La pratique politique du pouvoir se fait ainsi de plus en plus autoritaire. Il use à outrance des dispositions arbitraires que la Constitution lui confère, d’article 49-3 en procédures d’urgence. Il s’appuie sur les pouvoirs dévolus à une technocratie fanatisée par la religion de l’argent et qui se soustrait au contrôle démocratique. Il amplifie son offensive contre les droits syndicaux et renforce les lois sécuritaires et liberticides afin de rendre plus difficile la mobilisation sociale. Il n’hésite plus à multiplier annonces et textes législatifs visant les migrant·es, au risque d’encourager des comportements racistes dans l’opinion et de conforter les thèmes identitaires dans la vie publique.

4. D’un « plafond de verre » à l’autre : la République en danger

Le Rassemblement national est le grand bénéficiaire du climat nauséabond qui s’installe. Avec l’élection de ses 89 député·es, il a commencé à briser le « plafond de verre » auquel il était confronté jusqu’alors.
Pour la première fois depuis son irruption sur la scène nationale, au milieu du premier septennat de François Mitterrand, le parti d’extrême droite a su capitaliser des années d’efforts pour s’implanter dans les territoires. Sa progression de 20 % en moyenne d’un tour à l’autre des législatives, ses victoires dans près de la moitié des duels ou triangulaires disputés par lui, l’élargissement de son implantation géographique en sont le résultat.

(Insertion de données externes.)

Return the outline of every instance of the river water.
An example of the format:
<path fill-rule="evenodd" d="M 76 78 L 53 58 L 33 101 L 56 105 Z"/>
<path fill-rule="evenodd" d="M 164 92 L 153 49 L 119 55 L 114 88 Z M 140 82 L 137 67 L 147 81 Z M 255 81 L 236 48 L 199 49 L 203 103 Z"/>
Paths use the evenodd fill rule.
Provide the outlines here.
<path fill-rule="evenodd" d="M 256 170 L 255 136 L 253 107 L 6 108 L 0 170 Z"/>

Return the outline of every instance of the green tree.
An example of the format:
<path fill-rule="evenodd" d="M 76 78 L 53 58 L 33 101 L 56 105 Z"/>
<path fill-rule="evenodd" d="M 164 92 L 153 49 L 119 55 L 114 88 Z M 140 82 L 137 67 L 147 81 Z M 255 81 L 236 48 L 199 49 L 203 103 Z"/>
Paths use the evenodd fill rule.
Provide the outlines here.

Le parti lepéniste a su travailler, et surtout détourner au profit de son projet d’une société d’apartheid ethnique, toutes les angoisses françaises, les souffrances engendrées par la précarité grandissante du travail, l’impression d’abandon de populations travailleuses vivant loin des métropoles, leur colère face à la désindustrialisation comme au retrait de la République et des services publics des territoires péri-urbains, le ressentiment diffus devant les pertes de souveraineté de la nation et du peuple sous les coups de boutoir de la globalisation marchande et financière.

Dans sa position de force actuelle, le RN se porte clairement candidat au pouvoir, escomptant que des secteurs importants du capital se tourneront vers lui pour trouver une issue autoritaire à la crise, selon un scénario qui s’est déjà réalisé dans d’autres pays d’Europe, comme l’Italie. C’est dans ce contexte que les idées racistes et xénophobes tendent à se répandre dans la société, avec un impact d’autant plus fort que le parti de Le Pen s’est vu concurrencé à l’élection présidentielle par celui de Zemmour. Ce dernier a ouvertement porté un programme directement inspiré de l’idéologie des Ligues de l’entre-deux guerres et du régime de Vichy. Autour de lui des forces militantes importantes se sont regroupées, ne dissimulant pas leur désir d’action violente.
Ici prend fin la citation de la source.